11. A computer program product for interfacing a computer system, including a computer-readable storage medium in which computer program instructions are stored, which instructions, when executed by a computer, cause the computer to perform the steps of:

capturing a first sequence of three-dimensional maps over time of at least a part of a control entity;

generating a three-dimensional representation of scene elements by driving a three-dimensional display with a second sequence of three-dimensional maps of scene elements;

correlating the first sequence with the second sequence in order to detect a direction and speed of movement of the part of the control entity with respect to the scene elements; and

controlling a computer application responsively to the direction and speed of movement with respect to at least one of the scene elements.

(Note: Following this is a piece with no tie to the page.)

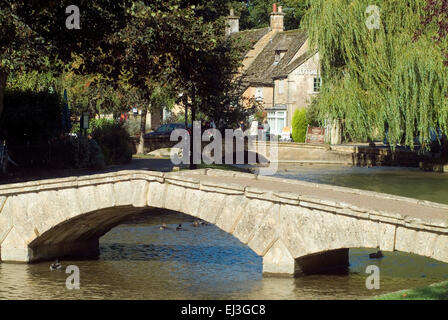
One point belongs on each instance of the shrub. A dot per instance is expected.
(113, 140)
(75, 152)
(299, 125)
(132, 126)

12. The computer program product according to claim 11, wherein controlling the computer application comprises updating at least a portion of the scene elements.

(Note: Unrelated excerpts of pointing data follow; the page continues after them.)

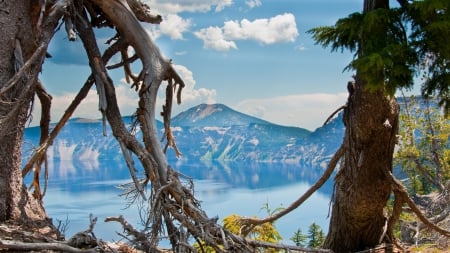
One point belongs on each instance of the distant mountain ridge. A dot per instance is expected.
(206, 132)
(214, 115)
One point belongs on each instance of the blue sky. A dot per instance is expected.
(252, 55)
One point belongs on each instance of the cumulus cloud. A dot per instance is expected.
(253, 3)
(302, 110)
(174, 26)
(281, 28)
(176, 6)
(190, 95)
(223, 4)
(127, 99)
(213, 37)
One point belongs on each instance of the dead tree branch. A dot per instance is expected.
(29, 246)
(332, 164)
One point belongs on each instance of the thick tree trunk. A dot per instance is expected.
(16, 203)
(362, 186)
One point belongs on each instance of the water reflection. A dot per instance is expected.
(79, 187)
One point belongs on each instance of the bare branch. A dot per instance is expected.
(333, 162)
(29, 246)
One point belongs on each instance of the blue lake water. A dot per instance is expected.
(78, 188)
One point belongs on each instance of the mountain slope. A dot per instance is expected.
(213, 115)
(208, 132)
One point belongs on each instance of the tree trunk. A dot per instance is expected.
(362, 185)
(17, 40)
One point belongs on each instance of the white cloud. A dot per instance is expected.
(213, 38)
(253, 3)
(176, 6)
(281, 28)
(223, 4)
(191, 96)
(127, 99)
(301, 47)
(302, 110)
(174, 26)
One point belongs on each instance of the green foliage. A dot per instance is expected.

13. The computer program product according to claim 11, wherein the three-dimensional maps of scene elements comprise interactive regions that include respective ones of the scene elements and controlling the computer application comprises detecting a motion of the part of the control entity within respective interactive regions.

14. The computer program product according to claim 11, further comprising the steps of:

deriving a viewing distance of a human subject from the first sequence of three-dimensional maps; and

adjusting the second sequence of three-dimensional maps according to the viewing distance.

15. The computer program product according to claim 11, further comprising the steps of:

deriving a viewing angle of a human subject from the first sequence of three-dimensional maps; and

adjusting the second sequence of three-dimensional maps according to the viewing angle.

16. A user interface apparatus, comprising:

a sensing device, which is configured to capture a first sequence of three-dimensional maps over time of at least a part of a control entity;

a three-dimensional display module, which is adapted for generating a three-dimensional representation of scene elements; and

a processor;

a memory accessible to the processor having a computer application stored therein, wherein the processor is configured to execute the computer application and cooperatively therewith perform the steps of:

constructing a second sequence of three-dimensional maps of scene elements;

driving the three-dimensional display module with the second sequence;

correlating the first sequence with the second sequence in order to detect a direction and speed of movement of the part of the control entity with respect to the scene elements; and

controlling the computer application responsively to the direction and speed of movement with respect to at least one of the scene elements.

17. The apparatus according to claim 16, wherein controlling the computer application comprises updating at least a portion of the scene elements.

18. The apparatus according to claim 16, wherein the three-dimensional maps of scene elements comprise interactive regions that include respective ones of the scene elements and controlling the computer application comprises detecting a motion of the part of the control entity within respective interactive regions.

19. The apparatus according to claim 16, wherein generating the three-dimensional representation comprises producing an image of the scene elements in free space.

20. The apparatus according to claim 16, wherein generating the three-dimensional representation comprises extending a two-dimensional representation of the scene elements on a display screen to another representation having three perceived spatial dimensions.